George’s favorite work of literature has as its main theme a value that is explicitly denounced by the Watchtower Society. The literal phrase “independent thinking” is used as a negative buzzword in the literature and the kingdom hall talks. So when George said that, you could have knocked me over with a feather.

I immediately decided that I needed to read that book. Not many days later I downloaded it from Amazon and read it. I was shocked and delighted that George valued the story of a boy who ends up questioning everything that has ever been taught him by the overbearing organization under which he and his family live. The parallels in the story to someone living as a Jehovah’s Witness are obvious. But the question haunts me: are the parallels obvious to George?

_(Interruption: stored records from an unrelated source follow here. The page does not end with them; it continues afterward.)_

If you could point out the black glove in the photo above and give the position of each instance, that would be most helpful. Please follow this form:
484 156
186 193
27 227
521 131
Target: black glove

Is George’s valuing of this story an indication of his own questioning of the Watchtower? Or does he merely think it a cool story, making no connection between the life of the main character and his own? I’m drowning in curiosity, and can’t wait to talk with George about it some more.

Whether George is already doubting and questioning the WT, or whether interest in this story can begin to spark that “independent thinking,” the evidence indicates that God is at work in either case. What an amazing opportunity I have before me to talk with a young man about the freedom he can have in Jesus. Please pray for George.